Fortunately, six months after becoming unemployed fate intervened. Hutchens was sitting in a pub having lunch one day when he bumped into a buyer from a large company he had once tried selling packaging to in his former job. The buyer happened to mention that his company was having big packaging problems. Without thinking, Hutchens told him he didn’t work in the packaging industry any more and they parted company.
When Hutchens got home, however, he suddenly realised he might have missed a golden opportunity to get some work. So he called the buyer the next day and asked if he could have a look at his packaging operation. Hutchens suggested a few solutions to the company’s problems, and the buyer was so impressed he agreed to let Hutchens supply one of the company’s 30 packaging lines.

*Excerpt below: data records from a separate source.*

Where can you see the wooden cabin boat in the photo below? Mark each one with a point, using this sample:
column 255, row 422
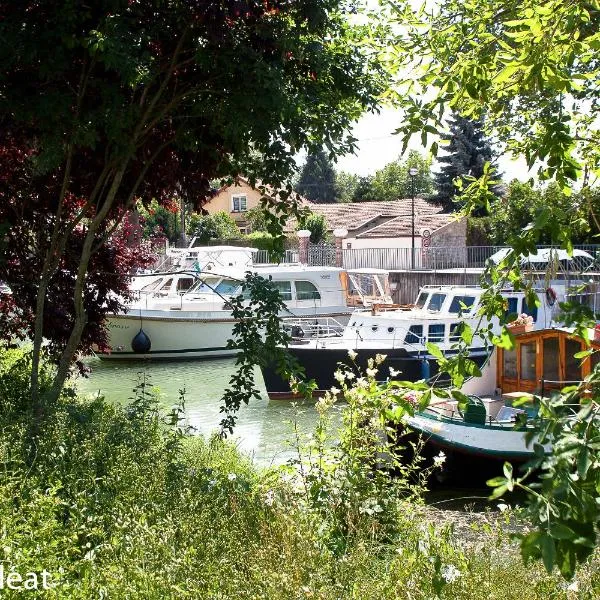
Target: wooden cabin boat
column 492, row 429
column 402, row 334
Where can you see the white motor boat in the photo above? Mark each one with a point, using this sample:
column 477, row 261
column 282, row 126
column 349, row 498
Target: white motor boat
column 402, row 335
column 198, row 323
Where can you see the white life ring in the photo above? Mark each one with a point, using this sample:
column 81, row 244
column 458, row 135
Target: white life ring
column 550, row 296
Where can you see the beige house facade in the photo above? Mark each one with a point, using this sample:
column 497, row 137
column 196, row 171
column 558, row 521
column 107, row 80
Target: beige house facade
column 235, row 200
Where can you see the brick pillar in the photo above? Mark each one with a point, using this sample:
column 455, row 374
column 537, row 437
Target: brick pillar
column 339, row 235
column 303, row 239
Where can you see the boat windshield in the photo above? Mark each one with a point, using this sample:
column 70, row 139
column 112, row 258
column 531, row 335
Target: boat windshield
column 461, row 305
column 227, row 287
column 422, row 299
column 436, row 301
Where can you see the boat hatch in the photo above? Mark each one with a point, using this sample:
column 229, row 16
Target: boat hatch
column 366, row 289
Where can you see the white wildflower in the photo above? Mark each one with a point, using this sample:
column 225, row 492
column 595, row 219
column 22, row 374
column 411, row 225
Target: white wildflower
column 439, row 460
column 573, row 586
column 450, row 573
column 340, row 376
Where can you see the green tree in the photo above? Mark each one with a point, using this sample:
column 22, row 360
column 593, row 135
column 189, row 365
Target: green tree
column 317, row 178
column 105, row 102
column 346, row 185
column 532, row 69
column 218, row 226
column 467, row 152
column 317, row 225
column 394, row 181
column 364, row 190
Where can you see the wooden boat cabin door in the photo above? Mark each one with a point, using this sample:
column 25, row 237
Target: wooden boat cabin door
column 542, row 361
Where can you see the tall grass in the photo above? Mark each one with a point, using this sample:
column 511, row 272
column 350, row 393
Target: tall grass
column 117, row 502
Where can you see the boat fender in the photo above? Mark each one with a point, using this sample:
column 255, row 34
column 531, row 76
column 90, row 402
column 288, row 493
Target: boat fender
column 141, row 343
column 425, row 369
column 550, row 296
column 297, row 331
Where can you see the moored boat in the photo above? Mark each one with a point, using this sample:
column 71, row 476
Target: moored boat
column 198, row 323
column 402, row 334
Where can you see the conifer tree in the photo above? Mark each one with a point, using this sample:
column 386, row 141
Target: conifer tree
column 468, row 150
column 317, row 179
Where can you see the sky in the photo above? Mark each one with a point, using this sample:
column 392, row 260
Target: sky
column 378, row 146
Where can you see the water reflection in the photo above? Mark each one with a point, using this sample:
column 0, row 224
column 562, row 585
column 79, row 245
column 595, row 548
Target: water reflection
column 264, row 429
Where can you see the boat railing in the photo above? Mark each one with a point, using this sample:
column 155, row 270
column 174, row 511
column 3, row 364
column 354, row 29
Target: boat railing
column 302, row 330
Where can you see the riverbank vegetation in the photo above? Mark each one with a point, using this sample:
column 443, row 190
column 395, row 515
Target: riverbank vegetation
column 119, row 502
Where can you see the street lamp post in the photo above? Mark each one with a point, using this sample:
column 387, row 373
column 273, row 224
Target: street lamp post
column 413, row 172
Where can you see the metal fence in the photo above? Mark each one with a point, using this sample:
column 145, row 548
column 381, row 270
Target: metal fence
column 430, row 259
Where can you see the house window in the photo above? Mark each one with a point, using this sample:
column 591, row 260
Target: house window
column 461, row 305
column 284, row 288
column 436, row 333
column 239, row 203
column 305, row 290
column 435, row 304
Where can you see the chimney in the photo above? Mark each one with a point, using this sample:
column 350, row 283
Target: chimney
column 303, row 239
column 339, row 235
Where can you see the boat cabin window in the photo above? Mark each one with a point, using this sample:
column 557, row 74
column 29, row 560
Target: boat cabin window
column 455, row 332
column 150, row 287
column 435, row 302
column 305, row 290
column 528, row 361
column 166, row 286
column 184, row 284
column 509, row 364
column 421, row 299
column 414, row 335
column 461, row 305
column 435, row 333
column 227, row 287
column 284, row 288
column 551, row 358
column 530, row 311
column 572, row 364
column 512, row 307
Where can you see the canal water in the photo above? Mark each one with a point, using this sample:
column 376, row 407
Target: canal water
column 265, row 428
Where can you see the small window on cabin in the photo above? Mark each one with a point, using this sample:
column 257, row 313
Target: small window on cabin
column 512, row 307
column 167, row 285
column 455, row 332
column 184, row 284
column 509, row 364
column 435, row 304
column 239, row 203
column 530, row 310
column 150, row 287
column 572, row 364
column 414, row 335
column 305, row 290
column 284, row 288
column 227, row 287
column 435, row 333
column 528, row 361
column 461, row 305
column 421, row 299
column 550, row 358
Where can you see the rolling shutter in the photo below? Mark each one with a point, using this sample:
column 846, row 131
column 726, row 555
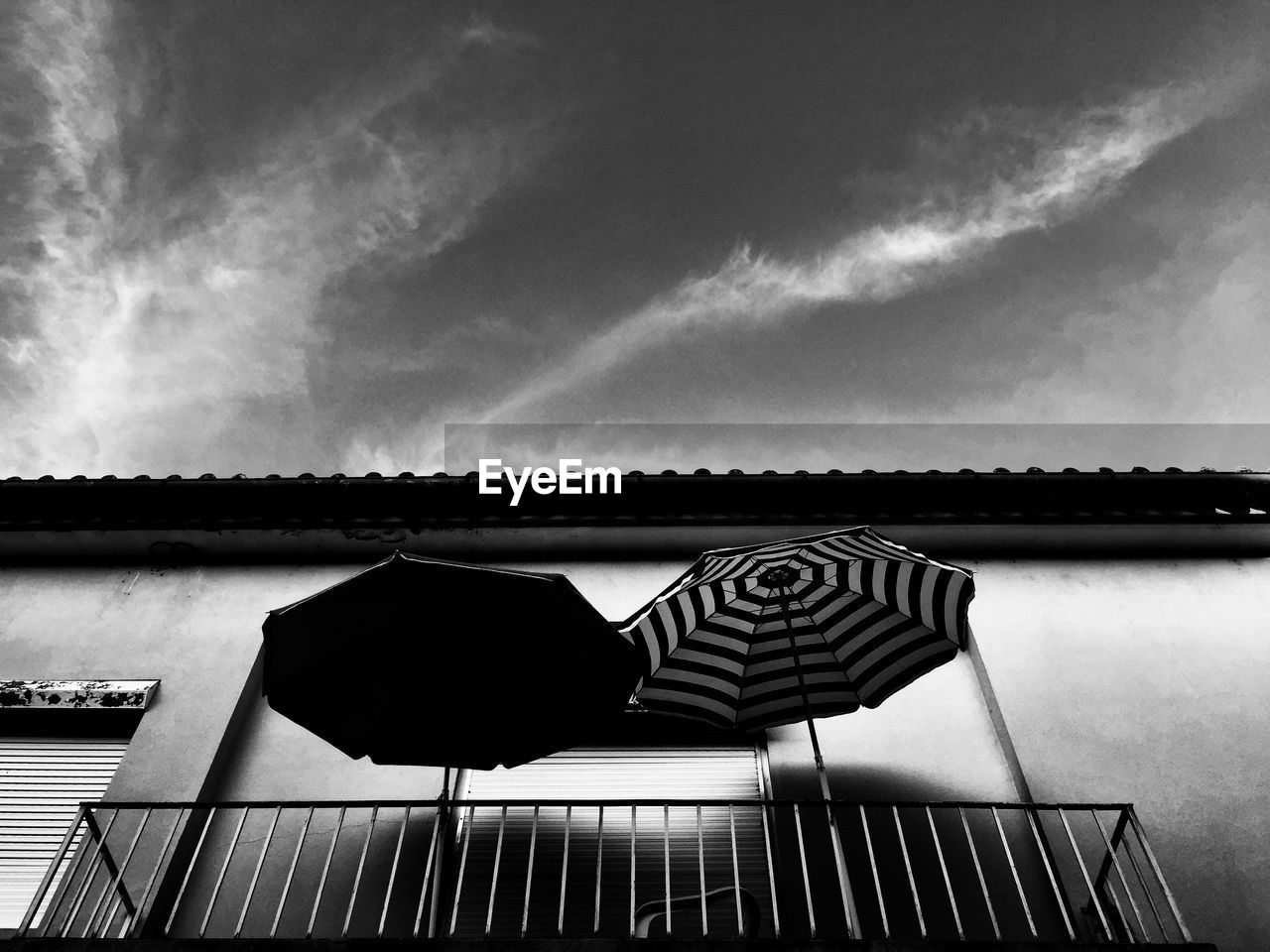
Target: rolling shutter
column 42, row 783
column 710, row 770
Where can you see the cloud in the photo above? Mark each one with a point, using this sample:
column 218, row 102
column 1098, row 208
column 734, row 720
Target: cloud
column 1011, row 172
column 150, row 330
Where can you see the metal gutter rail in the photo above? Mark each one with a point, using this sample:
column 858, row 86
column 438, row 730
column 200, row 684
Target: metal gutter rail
column 952, row 871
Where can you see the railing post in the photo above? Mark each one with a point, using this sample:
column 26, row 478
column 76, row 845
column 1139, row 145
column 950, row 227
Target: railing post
column 51, row 871
column 1160, row 875
column 155, row 924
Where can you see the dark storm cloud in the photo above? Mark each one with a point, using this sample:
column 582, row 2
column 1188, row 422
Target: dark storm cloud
column 236, row 238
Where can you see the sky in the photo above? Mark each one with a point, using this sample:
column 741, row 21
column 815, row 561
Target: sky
column 310, row 238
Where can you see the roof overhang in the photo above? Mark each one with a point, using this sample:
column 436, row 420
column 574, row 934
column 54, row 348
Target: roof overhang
column 363, row 518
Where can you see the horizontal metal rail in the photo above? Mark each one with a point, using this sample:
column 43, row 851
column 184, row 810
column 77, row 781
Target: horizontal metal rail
column 579, row 869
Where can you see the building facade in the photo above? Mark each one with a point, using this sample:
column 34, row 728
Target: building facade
column 1119, row 660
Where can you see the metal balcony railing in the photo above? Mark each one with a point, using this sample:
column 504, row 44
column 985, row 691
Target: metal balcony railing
column 1057, row 873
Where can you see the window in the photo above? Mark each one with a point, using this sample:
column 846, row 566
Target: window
column 60, row 746
column 683, row 765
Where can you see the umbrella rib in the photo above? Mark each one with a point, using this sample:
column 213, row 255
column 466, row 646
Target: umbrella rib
column 816, row 627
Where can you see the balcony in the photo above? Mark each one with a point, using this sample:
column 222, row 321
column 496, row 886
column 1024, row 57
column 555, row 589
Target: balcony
column 920, row 875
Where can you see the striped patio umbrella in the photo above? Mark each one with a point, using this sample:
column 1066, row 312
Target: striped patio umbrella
column 758, row 636
column 766, row 635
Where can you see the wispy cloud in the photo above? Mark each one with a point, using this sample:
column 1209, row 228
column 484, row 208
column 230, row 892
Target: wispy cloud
column 146, row 330
column 1020, row 172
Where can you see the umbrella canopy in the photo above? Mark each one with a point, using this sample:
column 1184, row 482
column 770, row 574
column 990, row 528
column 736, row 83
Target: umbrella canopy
column 766, row 635
column 427, row 661
column 807, row 627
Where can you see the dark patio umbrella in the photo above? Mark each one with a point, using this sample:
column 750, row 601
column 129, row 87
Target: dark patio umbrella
column 758, row 636
column 427, row 661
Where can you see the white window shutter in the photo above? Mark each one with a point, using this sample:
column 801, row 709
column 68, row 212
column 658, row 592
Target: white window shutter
column 42, row 783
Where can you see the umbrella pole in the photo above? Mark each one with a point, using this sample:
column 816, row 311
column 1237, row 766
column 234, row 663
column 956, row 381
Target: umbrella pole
column 848, row 898
column 443, row 832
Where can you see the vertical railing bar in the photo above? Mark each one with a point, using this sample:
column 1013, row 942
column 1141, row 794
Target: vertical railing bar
column 771, row 871
column 64, row 881
column 666, row 861
column 908, row 869
column 978, row 870
column 564, row 867
column 529, row 874
column 498, row 860
column 944, row 870
column 735, row 870
column 633, row 871
column 112, row 878
column 873, row 866
column 291, row 873
column 427, row 874
column 1128, row 892
column 807, row 883
column 462, row 866
column 255, row 874
column 220, row 880
column 1084, row 874
column 1119, row 909
column 701, row 875
column 93, row 869
column 154, row 874
column 46, row 880
column 1160, row 875
column 190, row 870
column 1034, row 821
column 325, row 870
column 397, row 860
column 599, row 858
column 1146, row 892
column 1014, row 871
column 361, row 866
column 116, row 887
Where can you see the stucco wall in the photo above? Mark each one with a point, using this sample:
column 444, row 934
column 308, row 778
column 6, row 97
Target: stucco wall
column 1150, row 682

According to Hutchens, under the terms of his redundancy, he was banned from working in the packaging industry for a year. So to avoid trouble he bought his packaging from minor suppliers who wouldn’t recognise him.
Then he spent his redundancy pay of £25,000 plus £10,000 borrowed from his father buying cardboard packaging which he stored in the front room of his home. He ran a phone wire next door so his neighbour could answer the phone while Hutchens was out, and did so well that within three months he was supplying half the buyer’s packaging needs.
When his ban on working in the packaging industry expired, Hutchens started seeking orders elsewhere. Realising he needed someone with experience to help him, he persuaded a man who worked for his former employer to join him for a year with no salary in return for 25% of the company’s equity.
Though it had nothing to do with the internet, he called the company Online Packaging because he thought it was a name people felt familiar with. He said: “I would tell people they had probably heard of us and they would say, yes of course I have.”
Not everyone was in favour of his new venture, however. One day, one of Hutchens’s van drivers told him he was being followed. According to Hutchens, a private investigator was trying to find out who his customers and suppliers were. He had his suspicions about who had hired the private investigator and after a well-aimed inquiry the PI was called off.
“It was absolutely terrifying because they could have put us out of business in no time at all,” he said.
Online Packaging grew rapidly. But five years ago Hutchens realised the market was changing and that his company would have to change, too.
He explained: “At that point we were just another me-too supplier of bubble wrap and tape to stick up boxes. We just did exactly what everyone else did. But I noticed that the market was changing — people weren’t ordering today for delivery next week, they were ordering today for delivery tomorrow, or even this afternoon.”
He decided the solution was to start offering customers the option of handing over the entire management of their packaging needs. In return for a contract, his company would regularly check a customer’s stocks and automatically replenish them.
It worked a treat. The new way of working was not only more profitable, it locked customers into a contract and deterred them from taking their business elsewhere. The company now has 2,000 customers, and in 2004 sales were £7m.
Now 47, Hutchens thinks that the secret of his success has been the humility he discovered while he was unemployed.
He said: “I used to be the most arrogant, outspoken, self-righteous brat. I have fired more people than I’ve had hot dinners. But being made redundant is a very humbling experience. It made me view business and the people who worked in our business in quite a different light.”
He admits he is immensely proud of what he has achieved.
“When I started the business I thought that if I could earn enough money to pay the mortgage, I would have made it.
“But the money side of it is not what makes me proud, it is seeing the whole thing operating. I can stand in the warehouse and see all the trucks operating and think, this is amazing.”